# Arm & Leg Service Station



## chaingun (Jan 4, 2008)

New service station in Jacksonville AZ owned and operated by the Gouge Bros.
The guys make no bones about what it will cost to filler up!


----------



## chaingun (Jan 4, 2008)

OPPs


----------



## Torby (Jan 2, 2008)

I think that's where I got gas last weekend!
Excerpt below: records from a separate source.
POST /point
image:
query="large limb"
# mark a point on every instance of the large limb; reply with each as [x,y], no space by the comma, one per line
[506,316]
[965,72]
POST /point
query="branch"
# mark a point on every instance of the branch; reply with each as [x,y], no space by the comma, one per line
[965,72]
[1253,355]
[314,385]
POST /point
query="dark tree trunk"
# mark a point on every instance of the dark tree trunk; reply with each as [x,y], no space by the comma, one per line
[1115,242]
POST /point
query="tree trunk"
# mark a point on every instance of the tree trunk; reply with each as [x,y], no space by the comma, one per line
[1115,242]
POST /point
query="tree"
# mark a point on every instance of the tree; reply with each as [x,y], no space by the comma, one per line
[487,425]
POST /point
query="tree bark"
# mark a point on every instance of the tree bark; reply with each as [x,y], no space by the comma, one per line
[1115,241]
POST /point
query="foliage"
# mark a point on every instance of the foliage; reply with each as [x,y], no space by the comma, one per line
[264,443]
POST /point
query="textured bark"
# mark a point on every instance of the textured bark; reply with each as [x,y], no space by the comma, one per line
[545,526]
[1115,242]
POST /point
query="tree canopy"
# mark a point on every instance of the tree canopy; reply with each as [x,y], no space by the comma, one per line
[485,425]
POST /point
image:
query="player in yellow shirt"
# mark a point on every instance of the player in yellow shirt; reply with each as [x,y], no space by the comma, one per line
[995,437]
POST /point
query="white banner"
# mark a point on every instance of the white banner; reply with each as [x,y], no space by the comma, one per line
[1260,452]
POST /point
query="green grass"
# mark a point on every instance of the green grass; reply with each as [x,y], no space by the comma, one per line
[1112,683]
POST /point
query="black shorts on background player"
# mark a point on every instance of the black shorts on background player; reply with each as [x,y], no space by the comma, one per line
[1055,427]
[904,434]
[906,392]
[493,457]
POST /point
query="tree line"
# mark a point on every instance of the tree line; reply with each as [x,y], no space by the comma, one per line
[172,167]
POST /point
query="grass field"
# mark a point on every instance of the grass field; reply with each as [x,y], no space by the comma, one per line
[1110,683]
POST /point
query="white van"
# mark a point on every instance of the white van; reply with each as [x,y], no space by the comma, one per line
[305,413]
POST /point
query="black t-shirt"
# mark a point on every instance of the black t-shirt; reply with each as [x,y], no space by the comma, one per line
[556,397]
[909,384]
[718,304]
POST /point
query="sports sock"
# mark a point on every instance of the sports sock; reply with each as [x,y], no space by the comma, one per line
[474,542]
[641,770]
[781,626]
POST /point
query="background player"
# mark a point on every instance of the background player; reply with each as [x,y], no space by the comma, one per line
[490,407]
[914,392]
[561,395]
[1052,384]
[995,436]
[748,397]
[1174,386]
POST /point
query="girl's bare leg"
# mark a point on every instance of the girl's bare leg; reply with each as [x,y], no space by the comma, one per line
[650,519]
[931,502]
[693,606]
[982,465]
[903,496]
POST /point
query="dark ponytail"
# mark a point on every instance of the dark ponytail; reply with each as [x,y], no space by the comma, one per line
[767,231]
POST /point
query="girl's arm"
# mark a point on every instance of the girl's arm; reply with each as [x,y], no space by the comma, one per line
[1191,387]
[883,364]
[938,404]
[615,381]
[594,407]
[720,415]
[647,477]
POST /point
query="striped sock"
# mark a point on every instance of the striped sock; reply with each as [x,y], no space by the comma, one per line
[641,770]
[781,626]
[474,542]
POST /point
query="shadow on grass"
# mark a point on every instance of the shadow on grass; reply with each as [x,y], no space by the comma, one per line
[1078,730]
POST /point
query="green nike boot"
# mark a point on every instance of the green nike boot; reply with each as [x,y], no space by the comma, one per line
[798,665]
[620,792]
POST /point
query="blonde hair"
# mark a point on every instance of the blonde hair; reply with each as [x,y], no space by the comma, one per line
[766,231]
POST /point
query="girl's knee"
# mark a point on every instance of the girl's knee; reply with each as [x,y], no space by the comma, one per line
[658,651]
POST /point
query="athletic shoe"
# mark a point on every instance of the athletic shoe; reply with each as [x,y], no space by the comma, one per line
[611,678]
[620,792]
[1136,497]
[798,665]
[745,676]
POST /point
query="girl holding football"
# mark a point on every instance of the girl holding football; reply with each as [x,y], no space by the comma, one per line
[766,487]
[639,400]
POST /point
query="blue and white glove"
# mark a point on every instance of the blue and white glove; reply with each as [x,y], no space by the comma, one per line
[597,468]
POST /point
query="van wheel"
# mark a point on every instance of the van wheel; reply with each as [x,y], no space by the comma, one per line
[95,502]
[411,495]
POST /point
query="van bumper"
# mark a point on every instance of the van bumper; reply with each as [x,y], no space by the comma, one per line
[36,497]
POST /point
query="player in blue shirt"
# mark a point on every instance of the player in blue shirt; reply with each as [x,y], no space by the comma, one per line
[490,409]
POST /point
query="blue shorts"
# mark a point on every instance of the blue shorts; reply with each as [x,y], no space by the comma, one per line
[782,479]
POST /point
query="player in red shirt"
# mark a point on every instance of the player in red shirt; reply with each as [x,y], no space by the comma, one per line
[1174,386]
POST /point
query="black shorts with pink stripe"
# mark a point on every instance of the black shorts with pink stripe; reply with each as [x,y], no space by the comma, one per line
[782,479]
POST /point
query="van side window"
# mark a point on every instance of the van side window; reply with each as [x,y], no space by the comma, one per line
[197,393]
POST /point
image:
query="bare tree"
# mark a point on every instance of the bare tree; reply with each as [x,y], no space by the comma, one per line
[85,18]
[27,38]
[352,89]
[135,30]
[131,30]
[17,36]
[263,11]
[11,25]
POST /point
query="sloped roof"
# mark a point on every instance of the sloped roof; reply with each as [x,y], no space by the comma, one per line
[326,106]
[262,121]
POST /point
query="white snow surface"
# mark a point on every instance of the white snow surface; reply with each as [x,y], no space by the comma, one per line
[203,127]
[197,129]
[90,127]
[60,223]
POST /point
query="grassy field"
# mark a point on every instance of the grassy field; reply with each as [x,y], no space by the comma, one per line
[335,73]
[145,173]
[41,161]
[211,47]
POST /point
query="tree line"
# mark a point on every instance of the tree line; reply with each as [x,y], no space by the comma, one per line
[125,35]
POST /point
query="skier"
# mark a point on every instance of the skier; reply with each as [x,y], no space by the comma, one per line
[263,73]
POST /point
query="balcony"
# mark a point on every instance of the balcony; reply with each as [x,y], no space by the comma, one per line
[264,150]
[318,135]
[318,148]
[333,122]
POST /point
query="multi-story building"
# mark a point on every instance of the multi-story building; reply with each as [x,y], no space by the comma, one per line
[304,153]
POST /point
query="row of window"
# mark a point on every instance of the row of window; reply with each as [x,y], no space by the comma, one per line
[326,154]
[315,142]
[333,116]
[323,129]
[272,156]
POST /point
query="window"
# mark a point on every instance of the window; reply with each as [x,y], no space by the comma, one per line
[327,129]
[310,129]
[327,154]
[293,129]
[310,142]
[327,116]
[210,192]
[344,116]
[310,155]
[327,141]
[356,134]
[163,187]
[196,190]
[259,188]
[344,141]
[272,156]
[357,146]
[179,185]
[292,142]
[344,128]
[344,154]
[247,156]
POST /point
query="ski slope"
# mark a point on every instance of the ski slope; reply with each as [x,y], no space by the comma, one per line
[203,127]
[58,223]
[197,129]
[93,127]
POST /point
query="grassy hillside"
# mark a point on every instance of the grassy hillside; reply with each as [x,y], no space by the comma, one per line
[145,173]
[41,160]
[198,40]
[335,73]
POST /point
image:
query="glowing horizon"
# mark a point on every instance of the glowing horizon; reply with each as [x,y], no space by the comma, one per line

Or maybe that was the taco place


----------



## Jerry Barnes (Jan 2, 2008)

*RE: Arm & Leg Service Station*

Nice job, neat signs.


----------



## Duncan (Jan 2, 2008)

*RE: Arm & Leg Service Station*

Good job, Ted!!


----------



## San Juan (Jan 3, 2008)

Super job.

Nice use of detailing too. Is that the Model Power Esso sign?


----------



## Therios (Sep 28, 2008)

Nice work! I really like the details.


----------



## chaingun (Jan 4, 2008)

*RE: Arm & Leg Service Station*

Ted Johnson 
GYT&S RR 
(Grit Your Teeth & Spit RR) 
Bouse, AZ


----------



## chaingun (Jan 4, 2008)

*RE: Arm & Leg Service Station*

OOOPS again!, dang puters!! 
Thanks all ! 
Ya Matt thats the one. 
6 
Best, Ted 
Ted Johnson 
GYT&S RR 
(Grit Your Teeth & Spit RR) 
Bouse, AZ


----------



## Greg Stevens (Jan 3, 2008)

Yeah Ted, that works just fine. I like the signs, No Bull.


----------



## Robert (Jan 2, 2008)

*RE: Arm & Leg Service Station*

Ted 

Really like the station. The curved wrapping worked out quite well. What is the source for the pop machine? 

Robert


----------



## chaingun (Jan 4, 2008)

*RE: Arm & Leg Service Station*

Ya Greg I remember a old station that my dad use to gas at that had that sign. 
Robert, Evilbay under G scale trains /accessories.


----------



## aceinspp (Jan 2, 2008)

Very nice in deed. Lots of detail. Later RJD


----------



## Ray Dunakin (Jan 6, 2008)

*RE: Arm & Leg Service Station*

Very nice! I like the details.


----------



## John J (Dec 29, 2007)

That looks great.
I too like the signs.

There is a guy That is the service man for Colorado Wandering around Bouse trying to find Ted's layout. I gave him directions. But He has his cell phone off. 
What a twit. 

He came down there to visit some relative. Asked me what to do in Bouse. So I told him to go look the train layout.


----------



## Richard Smith (Jan 2, 2008)

Very nice job Ted. The name really fits too.


----------



## suleski (Jan 2, 2008)

Ted - The town of Jacksonville will be sending you a fine for that illegal sidewalk sign. You know they are allowed in that district. 
Nice job on the signs though.

Scott


----------



## chaingun (Jan 4, 2008)

*RE: Arm & Leg Service Station*

Scott, 
The Gouge Brothers give all Jacksonville city council members free oil changes & tune-ups, 
so needless to say they had no problem getting a variance on the sign code.


----------